Intradose and circadian variation in circulating carbamazepine and its epoxide in epileptic patients: a consequence of autoinduction of metabolism.

Abstract

Total and free carbamazepine (CBZ), and CBZ 10,11 epoxide (CBZ-E) concentrations were measured over 24 h in 19 patients receiving CBZ 400 mg b.i.d. either as monotherapy (n = 13) or combined with another anticonvulsant (n = 6). Differences in CBZ and CBZ-E disposition between day and night dosing were minor. Mean plasma CBZ concentrations were higher and CBZ-E/CBZ ratios were lower in the monotherapy patients.
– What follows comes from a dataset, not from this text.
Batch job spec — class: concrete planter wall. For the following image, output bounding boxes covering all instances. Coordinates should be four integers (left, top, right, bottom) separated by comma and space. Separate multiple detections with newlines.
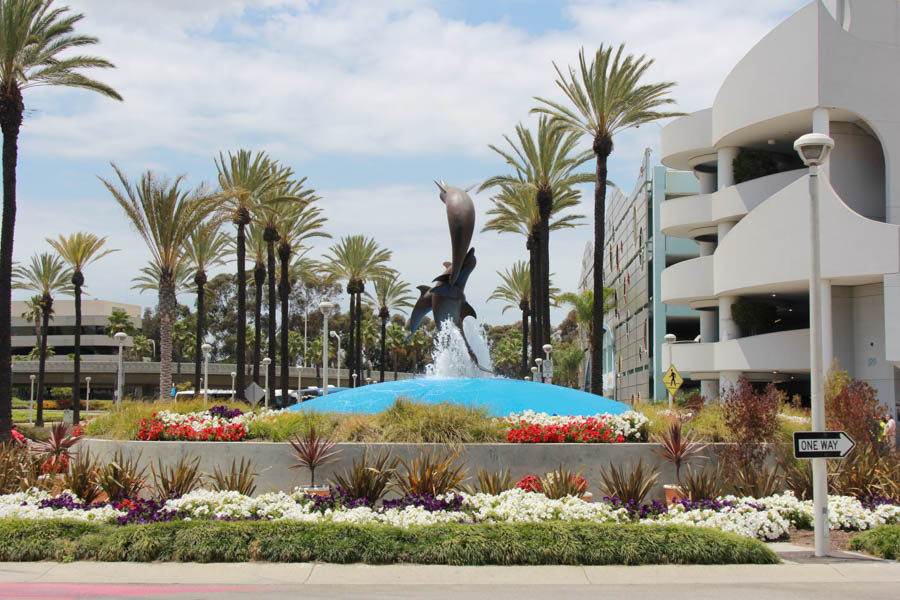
82, 439, 734, 501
Variations in total and free plasma CBZ levels were comparable in the monotherapy and polypharmacy groups. Peak free and total CBZ concentrations coincided at approximately 4 h postdose. Free CBZ levels correlated significantly with total in each patient. The extent of variation in total plasma CBZ concentration during 24 h correlated significantly with antipyrine clearance in the monotherapy group. Circadian rhythms are unlikely to influence CBZ disposition to a clinically relevant extent. Measurement of peak and trough CBZ concentrations should improve the value of therapeutic drug monitoring. The diurnal variation in CBZ concentration appears related to the degree of autoinduction of metabolism and is substantial enough to warrant the development of a slow-release preparation of the drug.